Симич: Да ладно. И вы тоже?
Надежда: Я же говорю вам, все. Вон там наверху, без штор — это мое окно.
И тут на наших глазах Милисав Симич становится человеком, на которого смотрят. Он встает, выпрямляется. Голос его становится чистым, а губы приобретают здоровый цвет. Встает и надежда.
Надежда: Ну, вот… Я вижу, вы в порядке. Я пойду.
На улице слышится раскат грома. Надежда вздрагивает. Симич как-то неуклюже, как-то слегка обнимает ее.
Симич: Не бойтесь.
Надежда: Это было так близко.
Симич: Не бойтесь. Я же здесь.
Начинается ливень. Симич выглядит гротескно: он стоит склонившись, в своем погребальном костюме, над девушкой, которую не может даже как следует обнять.
Надежда: Опять дождь…
Симич: Переждите немного. Не стоит ходить под таким ливнем.
Надежда: Я быстро пробегу.
Симич: Даже не думайте! Вымокните.
Симич улыбается.
Симич: Вас кто-то ждет?
Надежда: Вообще-то никто.
Симич: Садитесь. Выпьем чаю.
Надежда сейчас уже пожалела, что вообще помогла этому человеку, но что делать — она уже здесь. И поскольку она не торопится, и ее действительно никто не ждет, она выпьет чаю.
Надежда: Хорошо. Если вы настаиваете.
Симич суетится на кухне: ставит на плиту чайник, достает спутанные пакетики какого-то обветревшегося чая. Надежда смотрит вокруг.
Надежда: Хорошо у вас тут. Как в романах.
Симич: Квартира досталась моей жене от ее отца. Это небольшая часть. Остальное отняли. После войны.
Надежда осмативается, потом спрашивает — после какой воны?
Симич: Коммунисты.
Надежда: A…
Симич: Нам осталась вот эта часть для прислуги.
Надежда: Ой, а может, моя бабушка работала у вас. Она работала у каких-то коммунистов.

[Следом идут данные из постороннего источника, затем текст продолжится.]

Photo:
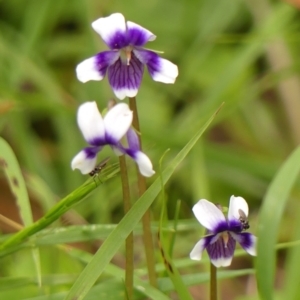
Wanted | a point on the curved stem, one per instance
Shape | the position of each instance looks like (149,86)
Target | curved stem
(213,282)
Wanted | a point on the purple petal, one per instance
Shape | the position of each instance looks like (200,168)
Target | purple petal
(209,216)
(112,29)
(125,79)
(117,122)
(160,69)
(94,68)
(247,241)
(221,251)
(196,253)
(137,35)
(237,206)
(91,123)
(84,161)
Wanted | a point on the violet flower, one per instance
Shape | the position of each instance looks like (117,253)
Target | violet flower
(125,60)
(98,132)
(223,234)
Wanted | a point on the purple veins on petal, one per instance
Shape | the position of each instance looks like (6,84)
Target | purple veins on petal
(222,250)
(137,35)
(118,41)
(247,241)
(112,29)
(159,68)
(105,59)
(126,79)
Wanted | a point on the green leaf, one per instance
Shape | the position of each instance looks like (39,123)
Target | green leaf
(16,181)
(57,210)
(9,163)
(111,245)
(269,220)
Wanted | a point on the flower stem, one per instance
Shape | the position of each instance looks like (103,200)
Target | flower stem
(213,282)
(147,236)
(129,265)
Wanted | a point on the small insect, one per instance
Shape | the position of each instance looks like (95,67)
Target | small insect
(99,167)
(243,219)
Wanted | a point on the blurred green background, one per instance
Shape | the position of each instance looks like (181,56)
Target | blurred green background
(242,53)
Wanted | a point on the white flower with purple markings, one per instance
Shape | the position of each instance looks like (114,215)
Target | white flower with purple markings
(98,132)
(124,62)
(223,233)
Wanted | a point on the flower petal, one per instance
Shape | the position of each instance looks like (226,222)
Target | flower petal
(117,122)
(160,69)
(196,253)
(144,163)
(84,162)
(91,123)
(87,70)
(221,251)
(112,29)
(124,79)
(133,140)
(94,68)
(247,241)
(209,215)
(138,35)
(237,206)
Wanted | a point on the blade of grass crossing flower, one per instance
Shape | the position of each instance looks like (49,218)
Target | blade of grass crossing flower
(111,245)
(17,185)
(269,219)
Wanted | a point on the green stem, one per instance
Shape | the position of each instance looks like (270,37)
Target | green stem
(213,282)
(147,236)
(129,266)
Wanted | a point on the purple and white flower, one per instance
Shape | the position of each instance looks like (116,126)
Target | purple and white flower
(223,233)
(124,62)
(98,132)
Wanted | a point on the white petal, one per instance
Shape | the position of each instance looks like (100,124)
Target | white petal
(196,253)
(84,164)
(144,164)
(143,36)
(208,214)
(236,204)
(252,250)
(125,92)
(166,73)
(107,27)
(222,262)
(117,121)
(87,70)
(90,121)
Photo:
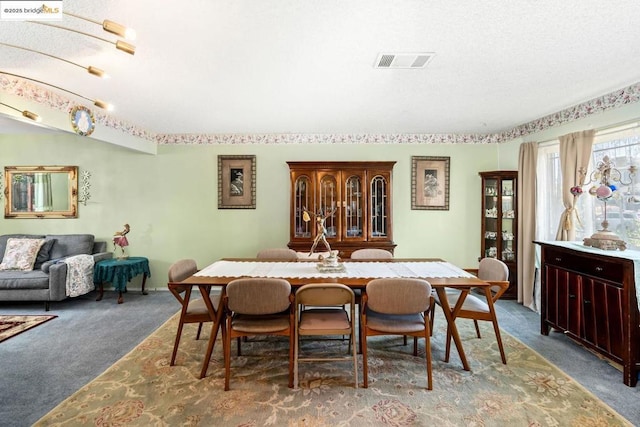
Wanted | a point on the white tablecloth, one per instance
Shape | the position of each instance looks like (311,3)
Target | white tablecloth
(438,269)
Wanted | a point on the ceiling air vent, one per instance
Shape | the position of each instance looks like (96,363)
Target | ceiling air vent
(404,60)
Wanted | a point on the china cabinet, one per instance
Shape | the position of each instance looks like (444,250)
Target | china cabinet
(590,296)
(499,237)
(355,197)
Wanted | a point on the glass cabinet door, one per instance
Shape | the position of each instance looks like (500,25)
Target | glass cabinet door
(329,201)
(354,207)
(303,199)
(380,219)
(500,222)
(491,229)
(508,220)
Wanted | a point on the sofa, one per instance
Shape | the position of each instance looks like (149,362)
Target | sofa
(33,267)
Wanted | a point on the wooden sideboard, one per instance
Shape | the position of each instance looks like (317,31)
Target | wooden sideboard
(591,297)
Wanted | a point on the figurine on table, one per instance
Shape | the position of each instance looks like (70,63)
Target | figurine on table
(321,229)
(120,240)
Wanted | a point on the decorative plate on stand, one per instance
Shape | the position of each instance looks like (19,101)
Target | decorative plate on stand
(82,120)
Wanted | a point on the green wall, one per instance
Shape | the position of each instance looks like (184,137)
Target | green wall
(170,199)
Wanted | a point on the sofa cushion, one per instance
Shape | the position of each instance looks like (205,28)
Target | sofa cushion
(16,279)
(44,253)
(5,237)
(70,244)
(20,254)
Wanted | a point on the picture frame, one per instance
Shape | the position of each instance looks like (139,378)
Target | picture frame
(430,183)
(237,182)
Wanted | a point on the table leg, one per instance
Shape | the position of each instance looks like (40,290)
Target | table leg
(100,291)
(217,316)
(144,280)
(451,323)
(496,329)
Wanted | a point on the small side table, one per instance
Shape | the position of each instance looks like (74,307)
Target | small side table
(119,272)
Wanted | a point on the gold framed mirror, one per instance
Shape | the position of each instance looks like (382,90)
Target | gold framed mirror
(41,191)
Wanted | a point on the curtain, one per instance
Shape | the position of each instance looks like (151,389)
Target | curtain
(527,160)
(575,151)
(42,198)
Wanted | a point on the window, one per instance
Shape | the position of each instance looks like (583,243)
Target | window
(622,209)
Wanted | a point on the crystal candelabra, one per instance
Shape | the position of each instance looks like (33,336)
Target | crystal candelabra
(606,179)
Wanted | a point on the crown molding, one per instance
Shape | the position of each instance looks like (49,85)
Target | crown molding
(610,101)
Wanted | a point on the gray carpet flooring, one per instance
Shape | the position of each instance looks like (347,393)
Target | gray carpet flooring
(43,366)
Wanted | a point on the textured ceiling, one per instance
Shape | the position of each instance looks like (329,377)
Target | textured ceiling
(302,66)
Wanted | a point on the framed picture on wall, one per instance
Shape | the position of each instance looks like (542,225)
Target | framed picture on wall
(236,182)
(430,183)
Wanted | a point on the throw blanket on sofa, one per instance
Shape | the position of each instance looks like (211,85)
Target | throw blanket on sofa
(79,275)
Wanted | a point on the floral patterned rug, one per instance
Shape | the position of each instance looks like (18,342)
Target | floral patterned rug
(11,325)
(143,390)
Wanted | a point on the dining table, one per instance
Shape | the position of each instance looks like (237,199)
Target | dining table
(353,273)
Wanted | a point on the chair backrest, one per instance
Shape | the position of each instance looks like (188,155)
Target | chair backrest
(371,254)
(324,294)
(180,270)
(278,253)
(258,296)
(398,295)
(494,270)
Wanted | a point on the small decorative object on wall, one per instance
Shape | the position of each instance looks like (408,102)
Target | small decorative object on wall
(120,241)
(41,191)
(606,180)
(430,183)
(82,120)
(85,185)
(236,182)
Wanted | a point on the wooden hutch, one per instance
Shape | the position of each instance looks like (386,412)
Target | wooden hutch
(358,192)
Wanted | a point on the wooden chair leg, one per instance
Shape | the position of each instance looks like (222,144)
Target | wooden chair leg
(291,348)
(227,355)
(432,313)
(365,365)
(427,347)
(499,339)
(447,346)
(176,344)
(477,328)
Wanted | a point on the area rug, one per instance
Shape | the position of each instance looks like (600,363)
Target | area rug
(143,390)
(10,326)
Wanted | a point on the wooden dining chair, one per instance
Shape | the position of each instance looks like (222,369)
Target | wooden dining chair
(398,306)
(370,254)
(257,306)
(320,311)
(192,310)
(492,271)
(284,254)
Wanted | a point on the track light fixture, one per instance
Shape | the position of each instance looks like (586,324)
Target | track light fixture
(92,70)
(25,113)
(97,102)
(109,26)
(119,44)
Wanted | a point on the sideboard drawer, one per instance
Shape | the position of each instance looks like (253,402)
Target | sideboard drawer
(593,266)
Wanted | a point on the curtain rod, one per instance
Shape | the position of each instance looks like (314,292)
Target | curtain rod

Симич: Нет, вы не поняли. У нас не было прислуги. Это у моего тестя…
Надежда слушает невнимательно. Ее больше занимают вещи на кухне, их запах. Она останавливается возле какого-то старого радио. Включает его. Из аппарата, как из шарманки, раздаются звуки романтичной песни. Это «Ночь и день» Колла Портера.

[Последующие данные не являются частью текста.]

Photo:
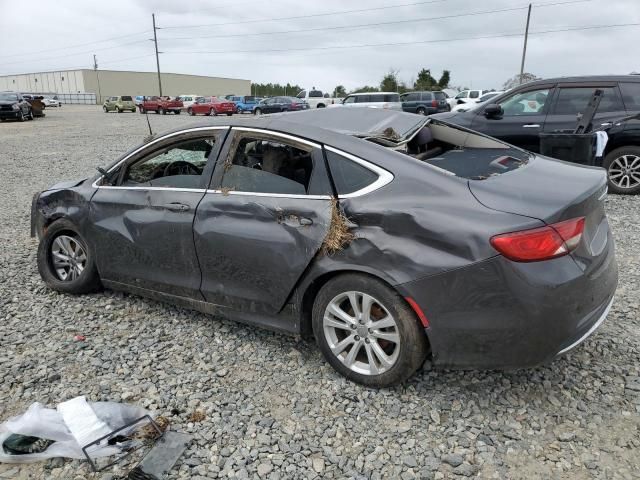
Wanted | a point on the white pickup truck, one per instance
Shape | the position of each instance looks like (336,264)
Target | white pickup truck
(316,99)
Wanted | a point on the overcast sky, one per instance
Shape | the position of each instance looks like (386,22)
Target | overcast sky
(49,35)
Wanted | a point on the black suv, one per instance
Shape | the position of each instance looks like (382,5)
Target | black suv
(520,115)
(13,105)
(424,103)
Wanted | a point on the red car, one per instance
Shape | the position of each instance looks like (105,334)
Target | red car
(211,106)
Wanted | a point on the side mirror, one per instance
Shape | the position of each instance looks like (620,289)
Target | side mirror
(493,110)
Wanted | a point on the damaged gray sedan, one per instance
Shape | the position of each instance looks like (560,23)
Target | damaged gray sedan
(387,236)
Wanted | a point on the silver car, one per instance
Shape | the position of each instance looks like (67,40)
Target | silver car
(388,100)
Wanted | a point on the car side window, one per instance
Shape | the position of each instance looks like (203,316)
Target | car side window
(631,96)
(178,166)
(347,175)
(531,102)
(572,101)
(262,164)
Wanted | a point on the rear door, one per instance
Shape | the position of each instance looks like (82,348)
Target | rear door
(572,100)
(142,224)
(525,112)
(263,220)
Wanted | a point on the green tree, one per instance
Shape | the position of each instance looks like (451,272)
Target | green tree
(389,82)
(445,78)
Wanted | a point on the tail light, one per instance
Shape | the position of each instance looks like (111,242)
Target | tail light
(542,243)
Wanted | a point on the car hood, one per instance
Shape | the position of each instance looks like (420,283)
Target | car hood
(394,127)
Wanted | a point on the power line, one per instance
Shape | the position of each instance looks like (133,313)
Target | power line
(77,45)
(379,24)
(30,60)
(262,20)
(420,42)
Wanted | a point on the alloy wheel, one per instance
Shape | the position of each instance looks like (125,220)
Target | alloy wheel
(68,258)
(361,333)
(624,171)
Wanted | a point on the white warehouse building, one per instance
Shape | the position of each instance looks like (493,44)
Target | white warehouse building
(94,86)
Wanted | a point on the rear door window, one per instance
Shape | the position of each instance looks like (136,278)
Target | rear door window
(572,101)
(631,95)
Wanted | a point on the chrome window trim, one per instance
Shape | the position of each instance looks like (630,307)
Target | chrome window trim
(277,134)
(274,195)
(147,145)
(384,176)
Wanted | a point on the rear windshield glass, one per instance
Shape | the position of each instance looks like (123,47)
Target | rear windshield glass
(631,96)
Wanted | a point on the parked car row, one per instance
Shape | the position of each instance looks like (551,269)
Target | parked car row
(520,115)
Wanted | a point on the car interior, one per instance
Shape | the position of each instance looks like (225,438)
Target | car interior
(265,166)
(463,153)
(178,166)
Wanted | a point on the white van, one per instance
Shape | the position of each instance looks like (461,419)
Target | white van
(389,100)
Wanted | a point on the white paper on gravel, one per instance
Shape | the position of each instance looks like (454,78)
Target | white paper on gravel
(74,424)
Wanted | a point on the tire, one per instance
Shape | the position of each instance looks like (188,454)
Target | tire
(87,280)
(404,357)
(623,170)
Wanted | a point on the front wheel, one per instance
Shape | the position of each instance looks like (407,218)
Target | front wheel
(368,332)
(623,170)
(65,261)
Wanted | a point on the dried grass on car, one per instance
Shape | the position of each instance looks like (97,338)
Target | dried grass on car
(339,234)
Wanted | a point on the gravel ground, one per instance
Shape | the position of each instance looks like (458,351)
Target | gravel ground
(272,407)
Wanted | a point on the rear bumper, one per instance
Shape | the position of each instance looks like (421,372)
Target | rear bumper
(503,314)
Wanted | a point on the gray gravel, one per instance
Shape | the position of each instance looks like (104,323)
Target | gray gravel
(273,408)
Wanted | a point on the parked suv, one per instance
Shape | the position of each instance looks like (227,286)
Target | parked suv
(119,104)
(424,103)
(520,115)
(389,100)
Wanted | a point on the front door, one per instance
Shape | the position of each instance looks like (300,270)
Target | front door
(143,223)
(523,119)
(264,221)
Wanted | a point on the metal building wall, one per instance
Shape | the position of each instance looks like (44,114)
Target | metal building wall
(112,82)
(67,81)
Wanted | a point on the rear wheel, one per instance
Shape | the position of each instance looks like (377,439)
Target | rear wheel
(367,332)
(623,170)
(65,261)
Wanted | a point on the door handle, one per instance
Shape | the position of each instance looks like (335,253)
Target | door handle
(176,207)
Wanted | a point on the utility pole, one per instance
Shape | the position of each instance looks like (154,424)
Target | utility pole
(95,67)
(524,48)
(155,42)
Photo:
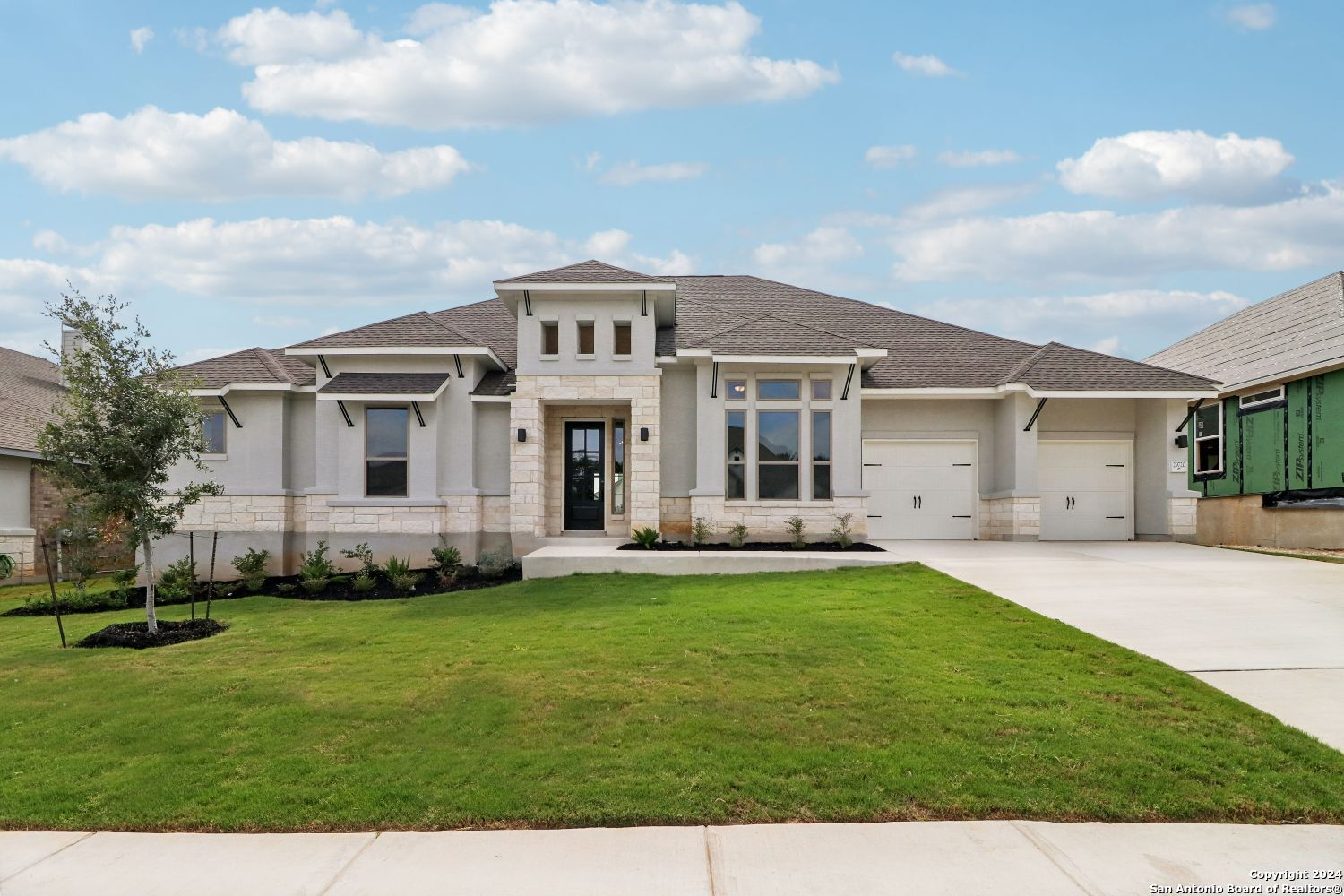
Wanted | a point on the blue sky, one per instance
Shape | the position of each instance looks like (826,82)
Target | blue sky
(1112,177)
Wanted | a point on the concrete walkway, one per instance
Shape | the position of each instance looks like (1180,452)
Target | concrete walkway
(1268,630)
(1002,857)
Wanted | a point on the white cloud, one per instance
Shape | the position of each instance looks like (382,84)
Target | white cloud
(975,159)
(957,202)
(140,38)
(1301,233)
(1254,16)
(324,261)
(926,66)
(1155,164)
(222,155)
(521,62)
(1131,323)
(889,156)
(632,172)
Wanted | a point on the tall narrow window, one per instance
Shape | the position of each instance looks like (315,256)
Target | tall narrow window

Надежда: У нее был точно такой же. Только ее никогда не работал.
Надежда осматривается.
Надежда: А где сейчас ваша жена?
Симич: Ее больше нет.
Надежда: Она умерла? Мне очень жаль…
Симич: Она не умерла. Ее просто больше нет.
Надежда: А, вот так. Но ее нет?
Симич: Нет.
Надежда: Ну, это одно и то же.
Симич задумывается.
Симич: В сущности, вы правы.
Надежда: А у моей бабушки был любовник. Да, да. Настоящий любовник. Он приходил обычно после обеда. Так было годами. Один раз в две-три недели. В основном, когда я с другими детьми играла на улице. Он был военным, офицером. Он был женат. Отец двух девочек. Думаю, что и внуки у него были. А еще у него был пистолет. Потом он из этого пистолета застрелился.

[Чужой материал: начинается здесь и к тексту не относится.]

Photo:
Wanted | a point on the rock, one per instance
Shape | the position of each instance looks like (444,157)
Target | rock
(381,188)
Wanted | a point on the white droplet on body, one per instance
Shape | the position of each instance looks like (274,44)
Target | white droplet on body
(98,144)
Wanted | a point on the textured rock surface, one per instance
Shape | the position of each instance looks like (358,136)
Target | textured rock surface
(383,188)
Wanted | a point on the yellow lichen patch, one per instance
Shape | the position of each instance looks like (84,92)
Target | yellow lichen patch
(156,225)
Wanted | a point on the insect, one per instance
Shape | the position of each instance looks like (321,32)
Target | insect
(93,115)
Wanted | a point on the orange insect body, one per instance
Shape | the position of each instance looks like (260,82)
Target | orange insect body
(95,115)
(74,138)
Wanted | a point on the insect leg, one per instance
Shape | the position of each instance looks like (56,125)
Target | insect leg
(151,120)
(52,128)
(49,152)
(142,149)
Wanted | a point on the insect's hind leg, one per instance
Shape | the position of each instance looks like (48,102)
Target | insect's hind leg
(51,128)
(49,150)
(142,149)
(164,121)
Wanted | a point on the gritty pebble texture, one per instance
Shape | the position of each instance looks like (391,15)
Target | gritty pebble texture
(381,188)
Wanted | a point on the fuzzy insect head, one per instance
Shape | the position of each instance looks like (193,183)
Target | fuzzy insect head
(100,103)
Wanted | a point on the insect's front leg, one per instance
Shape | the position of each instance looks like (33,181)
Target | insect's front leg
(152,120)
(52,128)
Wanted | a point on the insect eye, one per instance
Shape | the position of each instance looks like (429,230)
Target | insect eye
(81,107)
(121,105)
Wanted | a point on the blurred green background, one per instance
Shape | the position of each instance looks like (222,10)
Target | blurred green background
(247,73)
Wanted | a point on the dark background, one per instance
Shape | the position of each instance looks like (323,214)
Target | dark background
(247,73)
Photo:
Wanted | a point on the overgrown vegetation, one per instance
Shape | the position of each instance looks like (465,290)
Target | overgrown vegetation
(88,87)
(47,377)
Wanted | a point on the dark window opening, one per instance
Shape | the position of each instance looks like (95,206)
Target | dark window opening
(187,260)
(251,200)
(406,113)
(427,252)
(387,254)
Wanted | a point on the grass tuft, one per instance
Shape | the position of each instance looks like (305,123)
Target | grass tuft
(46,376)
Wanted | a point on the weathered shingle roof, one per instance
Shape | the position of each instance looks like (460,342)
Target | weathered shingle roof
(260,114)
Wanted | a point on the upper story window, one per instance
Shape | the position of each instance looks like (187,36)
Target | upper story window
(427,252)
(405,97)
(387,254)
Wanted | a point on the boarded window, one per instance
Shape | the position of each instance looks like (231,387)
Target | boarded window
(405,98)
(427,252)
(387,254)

Симич подносит две чашки чая. Одну протягивает Надежде.
Надежда: Бабушка, конечно, не пошла на похороны. Не имело смысла из-за его семьи. Зато я ходила. Чтобы посмотреть, из-за кого моя бабушка всю жизнь оставалась одна.
Симич: И что вы увидели?
Надежда: В сущности, ничего. Какую-то бедную, сгорбленную женщину с большим носом. Ей передали его ремень и фуражку. Как будто бы он погиб на войне, а не в ванной. Вокруг было как-то мало людей. Самое большое две-три женщины, которые плакали. Казалось, что бабушкин любовник был каким-то любимчиком женщин. Потом были залпы, да и это скоро закончилось. Бабушке, конечно, я ничего не сказала. Ей не за чем было знать, что я в курсе.
Симич: Не за чем.
Симич отпивает немного чая.
Симич: А ваша бабушка умерла?
Надежда: А, нет. Нет. Просто я не вижусь с ней.
Симич: Это одно и то же.
Надежда выключает радио. Она вдруг становится грустной.